Nel messaggio diffuso, le tre esponenti della Lega denunciano l’attuale fase di immobilismo e chiedono all’Ue e al Servizio diplomatico dell’Unione di adottare iniziative immediate e concrete. L’obiettivo indicato è chiaro: condannare senza ambiguità la repressione in atto e sostenere apertamente il diritto alla vita e alla protesta pacifica della popolazione iraniana.
Secondo Cisint, Sardone e Ceccardi, il quadro che emerge dall’Iran non consente più risposte generiche o esclusivamente formali. L’aumento delle vittime tra i manifestanti viene indicato come un segnale che impone un cambio di passo, sia sul piano politico sia su quello diplomatico. Le tre europarlamentari sottolineano come l’Europa debba assumere una posizione più netta e visibile, capace di incidere realmente.

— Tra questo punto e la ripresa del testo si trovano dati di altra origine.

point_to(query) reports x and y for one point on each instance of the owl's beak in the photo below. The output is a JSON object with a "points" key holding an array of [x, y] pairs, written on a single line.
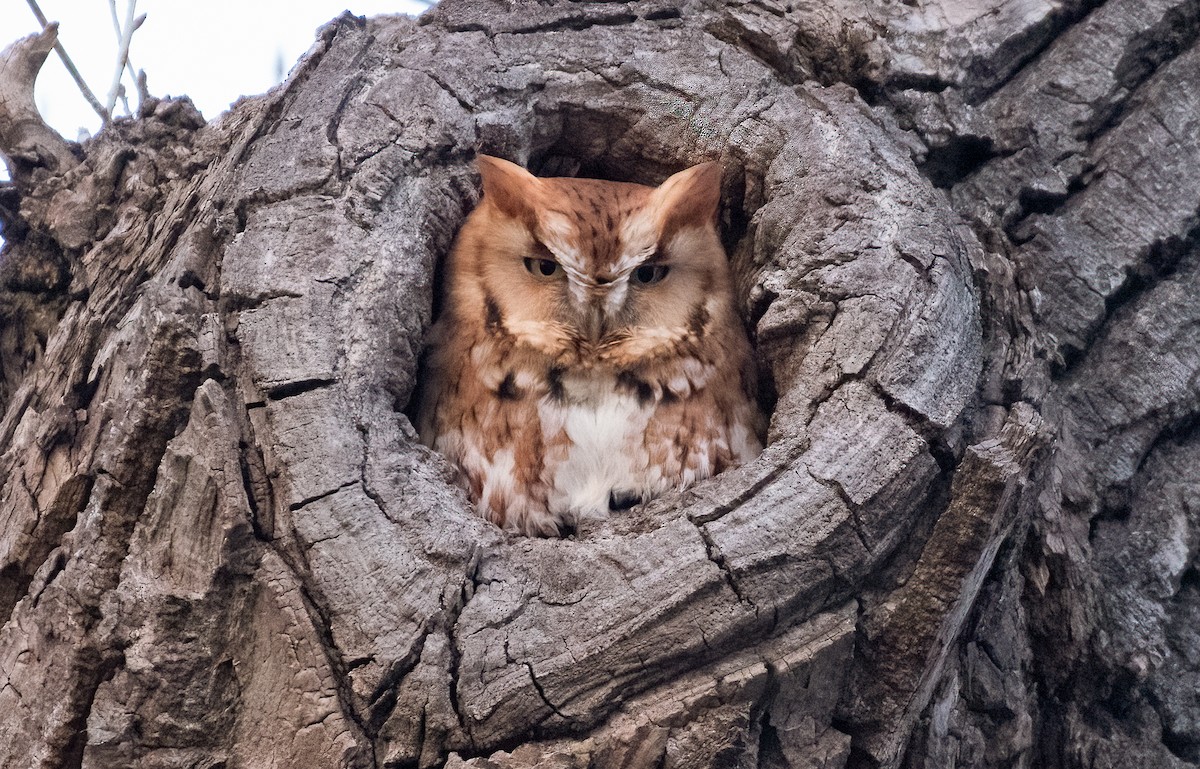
{"points": [[594, 322]]}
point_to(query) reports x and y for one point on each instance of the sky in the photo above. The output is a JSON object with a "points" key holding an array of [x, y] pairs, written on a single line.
{"points": [[214, 50]]}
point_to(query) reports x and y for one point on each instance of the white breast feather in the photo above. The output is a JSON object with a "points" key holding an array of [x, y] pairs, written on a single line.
{"points": [[605, 428]]}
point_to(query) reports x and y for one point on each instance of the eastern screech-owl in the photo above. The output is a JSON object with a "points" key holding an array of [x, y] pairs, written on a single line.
{"points": [[588, 354]]}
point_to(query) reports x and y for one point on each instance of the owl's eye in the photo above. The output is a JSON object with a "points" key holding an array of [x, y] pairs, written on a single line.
{"points": [[651, 274], [543, 268]]}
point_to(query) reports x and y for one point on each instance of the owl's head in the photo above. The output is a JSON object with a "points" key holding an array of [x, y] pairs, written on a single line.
{"points": [[576, 266]]}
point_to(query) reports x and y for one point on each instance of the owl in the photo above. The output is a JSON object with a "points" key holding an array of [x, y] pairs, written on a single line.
{"points": [[588, 355]]}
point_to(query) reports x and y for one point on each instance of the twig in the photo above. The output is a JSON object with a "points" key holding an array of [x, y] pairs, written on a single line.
{"points": [[70, 65], [123, 53], [129, 62]]}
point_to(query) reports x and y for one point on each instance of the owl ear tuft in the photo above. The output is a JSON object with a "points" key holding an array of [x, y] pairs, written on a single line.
{"points": [[509, 187], [690, 197]]}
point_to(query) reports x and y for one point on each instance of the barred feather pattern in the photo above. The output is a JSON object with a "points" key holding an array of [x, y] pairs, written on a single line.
{"points": [[588, 355]]}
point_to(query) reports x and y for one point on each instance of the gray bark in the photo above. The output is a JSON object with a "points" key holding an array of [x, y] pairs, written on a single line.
{"points": [[965, 241]]}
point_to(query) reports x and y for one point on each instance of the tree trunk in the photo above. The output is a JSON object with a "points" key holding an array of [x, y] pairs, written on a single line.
{"points": [[965, 236]]}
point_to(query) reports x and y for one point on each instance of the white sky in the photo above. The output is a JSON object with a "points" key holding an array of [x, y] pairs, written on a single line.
{"points": [[213, 50]]}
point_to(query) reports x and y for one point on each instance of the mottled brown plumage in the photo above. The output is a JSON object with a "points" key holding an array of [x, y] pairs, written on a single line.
{"points": [[588, 354]]}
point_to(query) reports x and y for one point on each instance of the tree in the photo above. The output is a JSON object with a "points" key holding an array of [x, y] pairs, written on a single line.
{"points": [[966, 244]]}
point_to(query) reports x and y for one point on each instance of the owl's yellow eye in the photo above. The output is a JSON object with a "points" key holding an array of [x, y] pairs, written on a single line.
{"points": [[543, 268], [651, 274]]}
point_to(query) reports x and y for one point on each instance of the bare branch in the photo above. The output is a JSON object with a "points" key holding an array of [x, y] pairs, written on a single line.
{"points": [[123, 52], [70, 65], [129, 62]]}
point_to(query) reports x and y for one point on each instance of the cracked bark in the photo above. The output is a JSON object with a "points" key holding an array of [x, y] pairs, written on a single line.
{"points": [[965, 240]]}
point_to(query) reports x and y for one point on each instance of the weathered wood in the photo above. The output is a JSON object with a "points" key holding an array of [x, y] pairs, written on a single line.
{"points": [[964, 236]]}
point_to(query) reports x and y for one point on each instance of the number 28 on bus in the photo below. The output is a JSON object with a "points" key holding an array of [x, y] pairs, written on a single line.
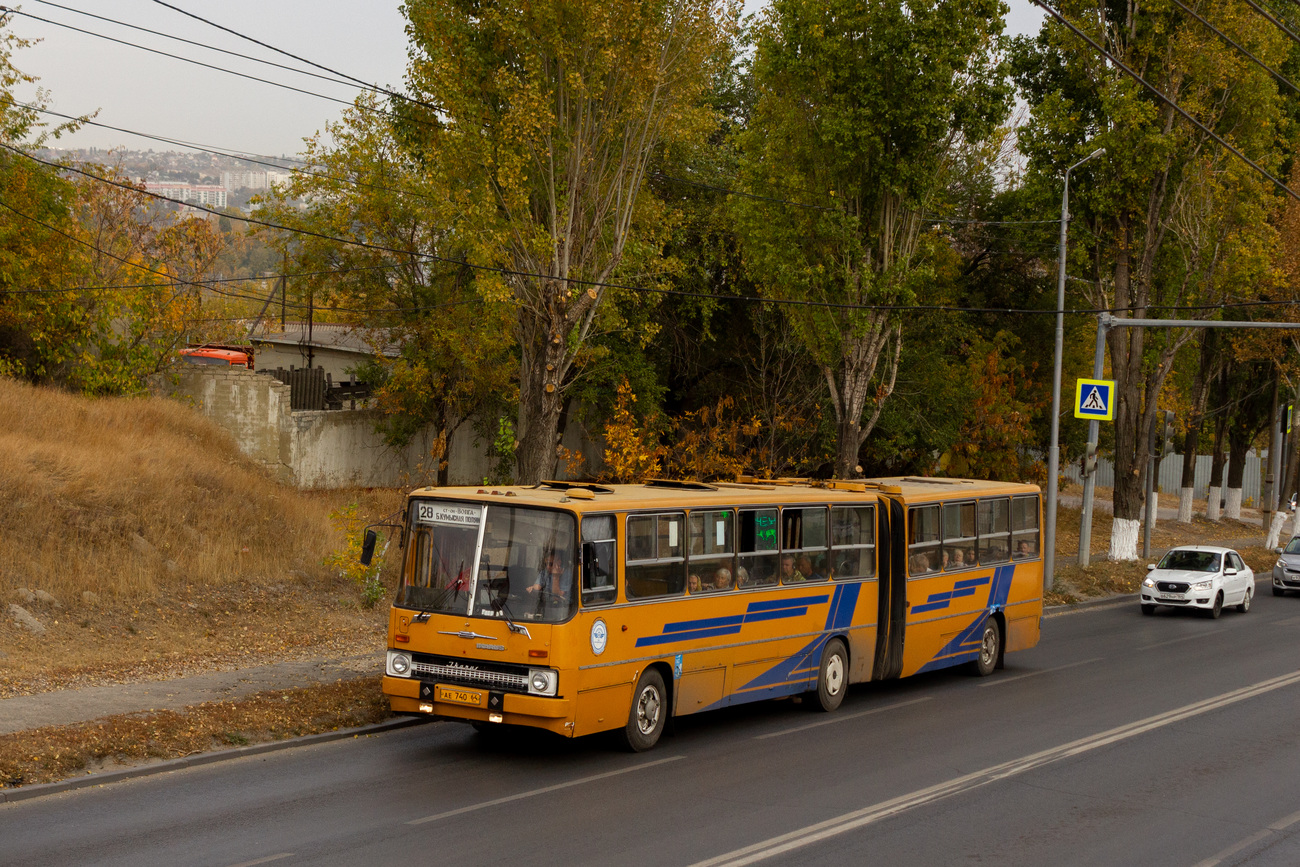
{"points": [[583, 608]]}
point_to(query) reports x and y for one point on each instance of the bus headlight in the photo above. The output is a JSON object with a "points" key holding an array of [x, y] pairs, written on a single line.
{"points": [[541, 681], [399, 663]]}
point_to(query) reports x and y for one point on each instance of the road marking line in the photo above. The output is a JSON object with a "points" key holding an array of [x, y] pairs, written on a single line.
{"points": [[841, 718], [263, 861], [859, 818], [544, 790], [1174, 641], [995, 681], [1282, 824], [1233, 849]]}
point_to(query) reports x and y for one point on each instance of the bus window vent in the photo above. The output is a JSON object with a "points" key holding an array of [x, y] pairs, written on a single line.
{"points": [[567, 486], [679, 485], [930, 480]]}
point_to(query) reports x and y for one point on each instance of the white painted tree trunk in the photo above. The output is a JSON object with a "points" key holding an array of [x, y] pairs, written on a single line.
{"points": [[1123, 538], [1279, 519], [1233, 503]]}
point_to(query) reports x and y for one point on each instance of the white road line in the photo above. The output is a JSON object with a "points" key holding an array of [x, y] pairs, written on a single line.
{"points": [[1282, 824], [1231, 850], [859, 818], [841, 718], [544, 790], [1174, 641], [995, 681], [264, 861]]}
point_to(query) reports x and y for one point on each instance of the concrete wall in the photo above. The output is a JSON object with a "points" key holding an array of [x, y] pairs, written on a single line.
{"points": [[330, 449]]}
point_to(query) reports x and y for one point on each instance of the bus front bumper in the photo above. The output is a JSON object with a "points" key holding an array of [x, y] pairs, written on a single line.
{"points": [[534, 711]]}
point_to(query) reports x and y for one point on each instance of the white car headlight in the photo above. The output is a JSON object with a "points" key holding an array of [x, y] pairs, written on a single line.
{"points": [[541, 681], [399, 663]]}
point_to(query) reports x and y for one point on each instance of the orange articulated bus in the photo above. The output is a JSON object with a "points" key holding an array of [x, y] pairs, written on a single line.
{"points": [[583, 608]]}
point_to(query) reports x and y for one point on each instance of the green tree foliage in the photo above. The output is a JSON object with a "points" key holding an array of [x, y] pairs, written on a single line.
{"points": [[862, 111], [547, 118]]}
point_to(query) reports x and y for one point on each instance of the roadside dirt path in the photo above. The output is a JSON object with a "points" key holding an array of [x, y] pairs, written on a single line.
{"points": [[68, 706]]}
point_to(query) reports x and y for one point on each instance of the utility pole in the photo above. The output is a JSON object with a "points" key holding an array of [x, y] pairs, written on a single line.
{"points": [[1054, 450]]}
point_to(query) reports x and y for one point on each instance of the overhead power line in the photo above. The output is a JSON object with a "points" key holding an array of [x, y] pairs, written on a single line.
{"points": [[1165, 99]]}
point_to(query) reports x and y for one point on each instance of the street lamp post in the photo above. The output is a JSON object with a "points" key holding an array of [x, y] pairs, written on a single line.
{"points": [[1054, 451]]}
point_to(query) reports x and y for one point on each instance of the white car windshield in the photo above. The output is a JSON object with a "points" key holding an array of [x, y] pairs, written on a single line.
{"points": [[1191, 560]]}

Nel loro appello viene ribadita la necessità di strumenti di pressione diplomatica più efficaci e di sanzioni “realmente mirate”, pensate non come gesto simbolico, ma come leva concreta per tutelare chi oggi è maggiormente esposto alla repressione. In particolare, l’attenzione viene posta sulla sicurezza di giornalisti, oppositori politici e difensori dei diritti umani, indicati come categorie “nel mirino delle autorità”.

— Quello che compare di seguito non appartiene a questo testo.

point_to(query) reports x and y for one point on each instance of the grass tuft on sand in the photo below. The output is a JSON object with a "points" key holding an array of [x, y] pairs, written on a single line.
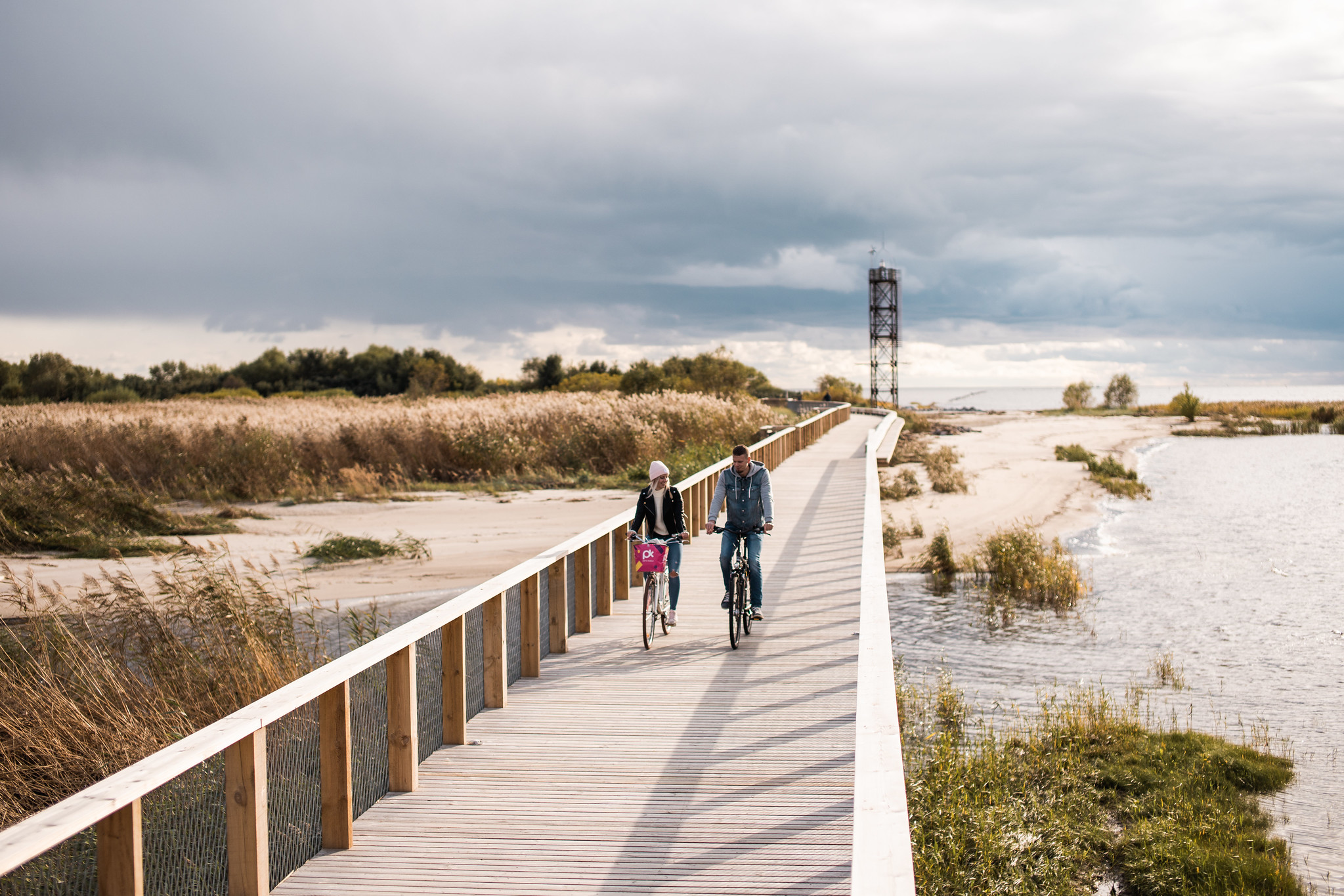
{"points": [[347, 547], [1081, 792], [91, 515]]}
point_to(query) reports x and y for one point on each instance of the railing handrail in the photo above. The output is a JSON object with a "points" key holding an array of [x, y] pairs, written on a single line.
{"points": [[882, 861], [47, 828]]}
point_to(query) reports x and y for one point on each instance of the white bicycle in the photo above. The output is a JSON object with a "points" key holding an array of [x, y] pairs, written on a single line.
{"points": [[652, 559]]}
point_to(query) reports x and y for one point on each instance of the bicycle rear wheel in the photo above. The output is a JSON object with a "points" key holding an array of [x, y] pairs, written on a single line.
{"points": [[735, 612], [651, 610]]}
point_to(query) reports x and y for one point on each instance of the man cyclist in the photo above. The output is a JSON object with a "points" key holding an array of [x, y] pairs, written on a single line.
{"points": [[661, 504], [744, 489]]}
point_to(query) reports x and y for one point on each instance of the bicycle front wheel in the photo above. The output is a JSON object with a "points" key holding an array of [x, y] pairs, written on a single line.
{"points": [[651, 610], [735, 612]]}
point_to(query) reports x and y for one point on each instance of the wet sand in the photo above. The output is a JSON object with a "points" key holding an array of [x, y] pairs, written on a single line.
{"points": [[1014, 476]]}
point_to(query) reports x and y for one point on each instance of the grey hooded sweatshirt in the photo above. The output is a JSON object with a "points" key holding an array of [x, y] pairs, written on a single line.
{"points": [[747, 498]]}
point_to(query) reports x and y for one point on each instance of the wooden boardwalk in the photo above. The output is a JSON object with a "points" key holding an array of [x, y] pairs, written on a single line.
{"points": [[687, 769]]}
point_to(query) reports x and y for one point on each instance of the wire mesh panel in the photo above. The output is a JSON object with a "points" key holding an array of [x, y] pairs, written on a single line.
{"points": [[546, 613], [293, 790], [513, 629], [368, 736], [429, 694], [69, 870], [184, 833], [571, 591], [475, 661]]}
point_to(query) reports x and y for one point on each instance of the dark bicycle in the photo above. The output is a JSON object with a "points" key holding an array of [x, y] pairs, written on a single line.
{"points": [[739, 613]]}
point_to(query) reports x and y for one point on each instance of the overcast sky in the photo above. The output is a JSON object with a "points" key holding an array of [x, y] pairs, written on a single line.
{"points": [[1072, 188]]}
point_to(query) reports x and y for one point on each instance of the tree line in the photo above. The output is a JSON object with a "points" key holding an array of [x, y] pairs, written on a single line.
{"points": [[378, 370]]}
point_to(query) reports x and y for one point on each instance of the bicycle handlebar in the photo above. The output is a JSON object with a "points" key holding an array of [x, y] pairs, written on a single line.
{"points": [[757, 531]]}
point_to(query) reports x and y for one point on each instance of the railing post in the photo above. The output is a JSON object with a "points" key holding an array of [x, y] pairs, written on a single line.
{"points": [[337, 788], [245, 816], [121, 867], [584, 590], [559, 606], [531, 590], [604, 574], [495, 652], [454, 681], [402, 721]]}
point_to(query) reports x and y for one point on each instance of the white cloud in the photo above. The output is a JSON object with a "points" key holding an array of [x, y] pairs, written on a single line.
{"points": [[792, 268]]}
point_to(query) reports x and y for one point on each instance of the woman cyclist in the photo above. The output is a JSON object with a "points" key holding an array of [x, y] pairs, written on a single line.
{"points": [[661, 507]]}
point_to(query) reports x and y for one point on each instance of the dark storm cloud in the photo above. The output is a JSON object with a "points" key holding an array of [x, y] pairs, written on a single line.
{"points": [[517, 165]]}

Il messaggio politico è diretto: la tutela dei diritti fondamentali non può restare confinata a dichiarazioni di principio. Per Cisint, Sardone e Ceccardi, l’Unione europea deve dimostrare di saper difendere in modo attivo quei valori che dichiara di rappresentare, intervenendo con decisione laddove la repressione colpisce chi manifesta pacificamente.

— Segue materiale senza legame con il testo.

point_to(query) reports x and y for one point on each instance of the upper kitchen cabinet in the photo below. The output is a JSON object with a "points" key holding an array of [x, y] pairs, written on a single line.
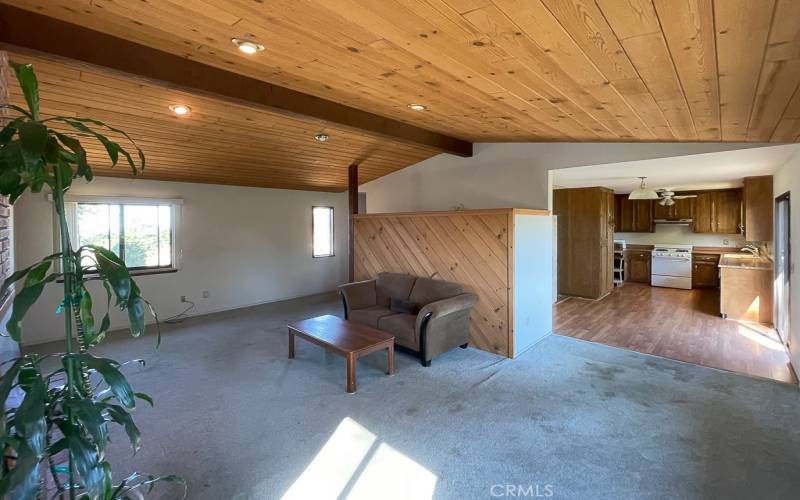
{"points": [[633, 216], [682, 209], [718, 212], [758, 203]]}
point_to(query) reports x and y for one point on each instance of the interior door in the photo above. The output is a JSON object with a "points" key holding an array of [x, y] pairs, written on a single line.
{"points": [[783, 266]]}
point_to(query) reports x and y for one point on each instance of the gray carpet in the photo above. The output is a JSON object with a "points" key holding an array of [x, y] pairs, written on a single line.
{"points": [[238, 420]]}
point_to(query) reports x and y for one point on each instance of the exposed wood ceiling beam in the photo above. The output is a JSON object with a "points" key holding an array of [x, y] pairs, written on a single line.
{"points": [[91, 47]]}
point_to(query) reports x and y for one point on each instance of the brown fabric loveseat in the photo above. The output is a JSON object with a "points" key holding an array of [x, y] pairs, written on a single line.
{"points": [[427, 316]]}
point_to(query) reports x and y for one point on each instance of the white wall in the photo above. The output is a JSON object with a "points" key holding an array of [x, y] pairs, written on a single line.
{"points": [[506, 175], [681, 235], [244, 245], [787, 179]]}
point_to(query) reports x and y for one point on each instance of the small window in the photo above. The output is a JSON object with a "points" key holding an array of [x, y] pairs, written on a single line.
{"points": [[141, 232], [322, 231]]}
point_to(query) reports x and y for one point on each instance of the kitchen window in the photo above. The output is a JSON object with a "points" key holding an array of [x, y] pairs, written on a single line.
{"points": [[322, 231], [141, 231]]}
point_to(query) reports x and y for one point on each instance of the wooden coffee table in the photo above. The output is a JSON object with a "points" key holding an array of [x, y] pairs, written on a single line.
{"points": [[345, 338]]}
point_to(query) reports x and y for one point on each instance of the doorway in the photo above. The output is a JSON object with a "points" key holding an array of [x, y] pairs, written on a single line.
{"points": [[783, 266]]}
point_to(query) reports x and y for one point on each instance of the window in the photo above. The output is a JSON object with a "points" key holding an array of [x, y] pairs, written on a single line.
{"points": [[322, 231], [141, 231]]}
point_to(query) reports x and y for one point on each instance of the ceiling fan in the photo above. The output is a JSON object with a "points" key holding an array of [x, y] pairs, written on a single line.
{"points": [[666, 196]]}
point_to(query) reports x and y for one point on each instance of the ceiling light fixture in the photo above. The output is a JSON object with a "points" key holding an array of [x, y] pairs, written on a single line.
{"points": [[180, 109], [643, 193], [247, 46]]}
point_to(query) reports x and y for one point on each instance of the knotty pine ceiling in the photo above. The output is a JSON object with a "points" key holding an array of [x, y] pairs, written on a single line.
{"points": [[498, 70]]}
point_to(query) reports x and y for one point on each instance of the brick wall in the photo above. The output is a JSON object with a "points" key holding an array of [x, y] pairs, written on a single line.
{"points": [[6, 246]]}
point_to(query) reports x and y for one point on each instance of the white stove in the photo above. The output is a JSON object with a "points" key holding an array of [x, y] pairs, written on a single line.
{"points": [[672, 266]]}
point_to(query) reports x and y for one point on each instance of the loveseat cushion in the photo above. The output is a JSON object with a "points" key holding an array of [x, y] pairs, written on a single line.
{"points": [[428, 290], [402, 327], [369, 315], [393, 285]]}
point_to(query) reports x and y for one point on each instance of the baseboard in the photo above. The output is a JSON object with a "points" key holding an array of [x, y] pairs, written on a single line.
{"points": [[151, 321]]}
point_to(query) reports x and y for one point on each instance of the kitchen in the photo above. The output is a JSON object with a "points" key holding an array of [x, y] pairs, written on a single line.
{"points": [[685, 273]]}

L’intervento si inserisce in una linea che chiede all’Europa di uscire dalla prudenza diplomatica e di assumere una responsabilità più marcata sul piano internazionale. In gioco, secondo le tre esponenti leghiste, non c’è solo la politica estera dell’Ue, ma la credibilità stessa dell’Unione quando si parla di diritti umani, libertà di espressione e diritto alla vita.